Нина — её гордость, её «золотая медалистка». Трудяга с детства! Девочка, ради которой Анна терпела суровый сибирский климат, носила одно пальто по десять лет и давала частные уроки до поздней ночи. Дочь выросла именно такой, какой Анна мечтала её видеть: сильной, независимой, богатой. Состоялась в карьере на все 100 и даже больше. Только вот в этой блестящей жизни места для стареющей подслеповатой матери с её очками и любовью к увесистым романам не нашлось.

«Мам, в Москве сейчас бешеный ритм, — говорила Нина, перевозя её в этот пансионат месяц назад. — Тебе там будет спокойнее. Свежий воздух, пятиразовое питание, никакой суеты. Это же курорт!»

Курорт.
Анна Васильевна подошла к зеркалу. Из отражения на нее смотрела седая, все еще статная женщина, но в глазах ее была такая растерянность, словно её высадили на незнакомом полустанке и поезд ушел, пустив в воздух прощальный гудок.

В дверь тихонько постучали, и, не дожидаясь ответа, вошла Фаина.
Фаечка. Старшая медсестра и, пожалуй, единственная живая душа в этом стерильном царстве «элитного дожития». От нее всегда пахло сдобной выпечкой и каким-то простым, домашним уютом.

— Доброе утро, Аннушка Васильевна! — голос у Фаины был мягкий, обволакивающий. — Ну что, как спалось на новом месте? Не жестко?
— Спасибо, Фаечка, хорошо, — солгала Анна, улыбаясь.
— Ой, не лукавьте, — медсестра подошла, поправила воротничок на ночной сорочке Анны, как ребенку. — Я ж видела, свет у вас до двух ночи горел. Опять читали? Нельзя же глаза так напрягать. Это с вашими-то диагнозами…

Фаина ловко начала застилать постель. Анна хотела помочь, дернулась было, но Фаина мягко, но настойчиво усадила её обратно в кресло.
— Сидите-сидите. Вам положено наслаждаться. Сегодня, кстати, сырники на завтрак. Пышные! И Лариса Борисовна, ну, директриса наша, обещала, что приедет баянист после обеда.
— Фаечка… — Анна покрутила в руках телефон. — А Нина… Дочка не звонила на пост? Не справлялась обо мне? Может, я не слышала?

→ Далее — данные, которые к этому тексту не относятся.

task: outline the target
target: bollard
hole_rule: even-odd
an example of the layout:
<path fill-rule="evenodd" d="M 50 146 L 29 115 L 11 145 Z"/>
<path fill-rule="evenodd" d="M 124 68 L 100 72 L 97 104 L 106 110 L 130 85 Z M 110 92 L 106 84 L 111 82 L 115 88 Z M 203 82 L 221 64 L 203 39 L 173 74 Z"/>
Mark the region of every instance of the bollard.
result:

Фаина на секунду замерла с подушкой в руках. На её добром лице промелькнула тень, которую Анна не могла разглядеть, но почувствовала.
— Звонила, конечно! — бодро соврала медсестра, взбивая подушку с удвоенной энергией. — Вчера поздно вечером, вы уже спали. Спрашивала, как устроились. Просила передать привет и что на неделе обязательно вырвется. У неё процесс там какой-то важный, говорит, все соки из нее выжимают.

Анна облегченно выдохнула, хотя где-то в глубине души понимала: если бы дочь звонила, Фаина разбудила бы. Или оставила записку. Но ложь была спасительной, как лекарство. Анна Васильевна не стала спорить и выдавать себя.
— Хорошо, что процесс… Значит, работа есть.

Приведя себя в порядок, Анна Васильевна решила спуститься к завтраку пораньше. Она не любила толпу. Шум столовой, звон приборов, шарканье ног — все это пугало её, заставляло чувствовать себя еще более беспомощной. Когда много людей, легко оступиться, легко что-то уронить и поймать на себе сочувствующие или, хуже того, раздраженные взгляды тиках же «привилегированных доживальщиков».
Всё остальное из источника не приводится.